Although his vision is broad, the physical house at the center will be at UVic, in addition to the Fraser Law building, which is expected to complete construction in 2023. The building, funded by the governments of British Columbia and Canada. federal government, the Law Foundation of BC and other supporters, will house the Indigenous Law Research Unit, the Joint Studies Program in Canadian Common Law and Indigenous Legal Orders (JD / JID), as well as ceremonial and community spaces .

This physical structure represents a sanctuary where our laws, which allow us to be peoples, will be safe, and where Indigenous and non-Indigenous students will learn more about these laws, thus creating the foundations for a multi-jurisdictional Canada.
Val Napoleon, Director of the Indigenous Law Program and Indigenous Law Research Unit, and Law Foundation Chair in Indigenous Justice and Governance.

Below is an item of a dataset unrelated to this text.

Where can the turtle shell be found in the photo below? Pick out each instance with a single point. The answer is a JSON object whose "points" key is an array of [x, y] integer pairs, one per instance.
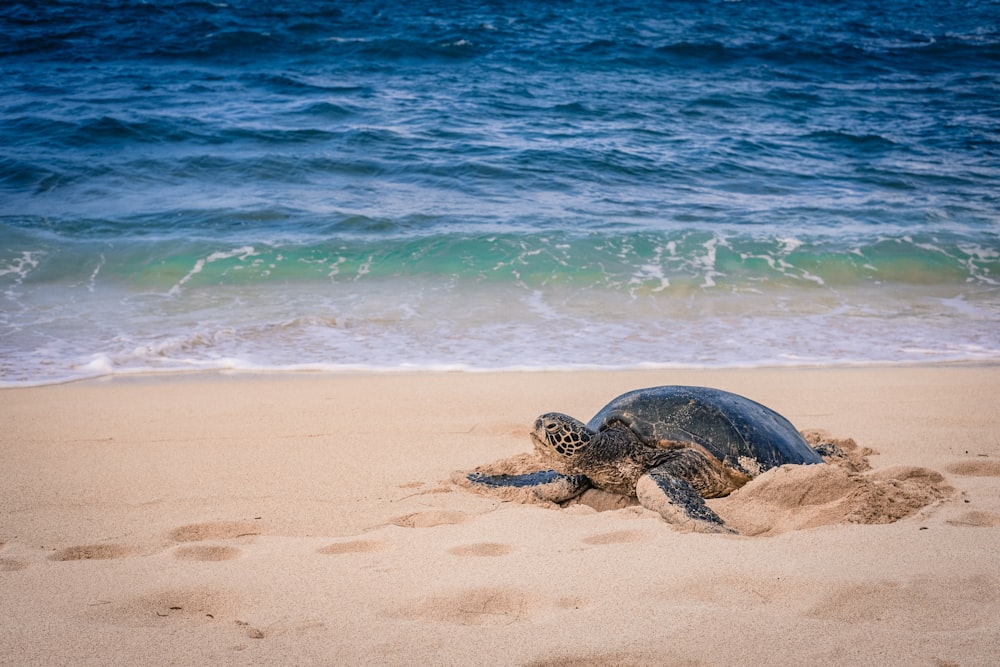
{"points": [[741, 433]]}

How the center will facilitate and develop these conversations and connections was the subject of a national awareness-raising and engagement process that included a engagement center, a national survey and a series of open forums.

The events, hosted by UVic between February and April of this year, focused on four key themes with the aim of guiding the dialogue on the experiences, needs and aspirations of legal practitioners, educators, Indigenous leaders and communities.

The forums have been registered and can all be viewed on the engagement center:

Over 700 people participated in these forums. From community leaders to academics to lawyers, the 15 speakers and panelists come from diverse backgrounds and have experiences working with Indigenous laws.

Throughout the four events, hosts, panelists and participants reflected on the historical and contemporary challenges associated with the practice of Indigenous laws, as well as the possibilities to support their revitalization for future generations. Discussions focused on ways educators across the country can collaborate to enrich Indigenous legal education, what the future looks like for Indigenous law and legal research, and the work that lies ahead to realize this vision.

Forum topics also included how indigenous communities can use the United Nations Declaration on the Rights of Indigenous Peoples (UNDRIP) as a tool to advance their inherent rights, and how to achieve a future where indigenous laws, legal traditions and legal practices multi-legal space.

Clearly there is a great appetite for more conversation and work to be done to create a national center that reflects the needs and priorities of Indigenous communities from coast to coast to coast.

NCIL’s vision continues with public inquiry

As we close the first phase of the national engagement and prepare to move on to the next phase, your contribution is essential. Take the five-minute survey before May 31.